Jean-Paul Linschoten and Adrian Harrison have been named as directors in prime services sales, based in Hong Kong and reporting to Matt Kiraly, Asia-Pacific head of prime services sales.
Linschoten moves from UBS in New York. Before joining the Swiss bank in 2011, he spent a decade at JP Morgan in the US and Hong Kong, where he oversaw global delta one marketing, structuring and business development.
Harrison, meanwhile was previously head of investor relations at Keywise Capital Management, a Greater China-focused hedge fund firm. He was also formerly an executive director for China business development at Goldman Sachs Asset Management.
David Streatfield joins as a director in equity finance, delta one sales in Hong Kong. A 10-year veteran of Deutsche Bank, he was a director in delta one, synthetics, swaps and stock lending sales, spending the past three years in Hong Kong after transferring from London. Streatfield, who has also worked at Goldman Sachs and hedge fund giant Citadel, reports to Adam York, head of equity finance and delta one sales for Asia-Pacific.
The recent hires bring HSBC’s regional prime services team to about 40 people. “If I look across my team, we’ve got a very good mix of experience from all the major prime brokers,” says Melvyn Ford, who took on the role of Asia head of prime services in May.
The bank has also made seven appointments to its Asia-Pacific equities team. They include Tim Franks as head of hedge fund sales in Hong Kong.
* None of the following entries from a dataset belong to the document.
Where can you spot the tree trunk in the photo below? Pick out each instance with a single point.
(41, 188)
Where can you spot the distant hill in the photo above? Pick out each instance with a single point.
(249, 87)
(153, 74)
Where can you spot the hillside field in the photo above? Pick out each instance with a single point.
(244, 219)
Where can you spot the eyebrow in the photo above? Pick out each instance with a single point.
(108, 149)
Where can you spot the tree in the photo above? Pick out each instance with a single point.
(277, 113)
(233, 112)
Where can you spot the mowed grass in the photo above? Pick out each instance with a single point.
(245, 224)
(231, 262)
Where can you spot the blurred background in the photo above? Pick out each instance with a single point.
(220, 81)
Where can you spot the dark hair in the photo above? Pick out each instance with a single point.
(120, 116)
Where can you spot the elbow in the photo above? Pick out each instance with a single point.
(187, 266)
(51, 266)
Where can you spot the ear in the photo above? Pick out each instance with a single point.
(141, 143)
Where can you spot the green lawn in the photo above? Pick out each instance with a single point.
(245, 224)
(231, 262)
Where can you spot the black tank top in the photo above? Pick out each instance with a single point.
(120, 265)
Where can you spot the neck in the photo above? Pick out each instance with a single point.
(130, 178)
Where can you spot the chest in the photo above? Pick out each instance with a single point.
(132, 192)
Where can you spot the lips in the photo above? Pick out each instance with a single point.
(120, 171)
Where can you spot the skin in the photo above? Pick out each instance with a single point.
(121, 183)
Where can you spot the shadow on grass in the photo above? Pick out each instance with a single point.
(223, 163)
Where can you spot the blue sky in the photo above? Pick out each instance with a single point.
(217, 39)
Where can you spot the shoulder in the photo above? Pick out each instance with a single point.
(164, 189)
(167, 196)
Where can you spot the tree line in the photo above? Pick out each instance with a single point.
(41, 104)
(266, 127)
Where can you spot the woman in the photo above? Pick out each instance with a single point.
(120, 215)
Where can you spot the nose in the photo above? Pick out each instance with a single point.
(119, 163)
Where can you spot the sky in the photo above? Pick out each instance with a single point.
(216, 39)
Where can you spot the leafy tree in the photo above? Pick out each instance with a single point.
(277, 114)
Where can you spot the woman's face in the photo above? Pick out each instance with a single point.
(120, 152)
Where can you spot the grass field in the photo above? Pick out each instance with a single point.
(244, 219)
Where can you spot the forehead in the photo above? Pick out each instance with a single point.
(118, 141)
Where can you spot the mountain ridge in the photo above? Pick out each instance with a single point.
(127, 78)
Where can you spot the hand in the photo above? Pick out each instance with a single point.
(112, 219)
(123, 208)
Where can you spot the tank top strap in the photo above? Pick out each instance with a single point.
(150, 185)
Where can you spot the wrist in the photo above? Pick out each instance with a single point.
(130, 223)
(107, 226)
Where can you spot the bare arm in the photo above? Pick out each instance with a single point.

He had held similar roles at Bank of China International and Citi. Franks reports to Brad Schwartz, Hong Kong head of equity sales.
Other new hires in HSBC’s Asia-Pacific equities unit include directors for equity sales and equity sales trading. The bank has been building up its equity sales and trading resources, which will be supported by the growth of its prime services offering.
HSBC is a relative newcomer to prime broking, having launched in London in early 2011 and going live with its first Asian hedge fund client in July last year. The bank aims to serve hedge funds through a platform that leverages its dominance in funds custody and administration in Asia to gain clients.
The next step for HSBC’s prime services unit is to grow its business in the US, where the platform went live over the summer. Four people were recently hired to cover client service, sales and equity finance for US clients focusing on emerging markets – particularly Asia and Latin America.
“The prime services build-out in the US is going to be about growing our synthetic platform,” says Ford. It will be geared towards providing US-based hedge funds with the capability to trade in Asia and other emerging markets through equity derivatives, such as swaps.
“If you look at other prime brokers in the market, a significant portion of their revenues are generated from clients whose headquarters are outside of Asia, so obviously we’re very cognisant of that,” adds Ford. “We will definitely continue to build out the US.”
HSBC is not alone in trying to gain a foothold in the crowded prime services industry in Asia. In June, RBS hired David Gray from UBS to spearhead the UK bank's own push in this area, and JP Morgan has been working on expanding into the business.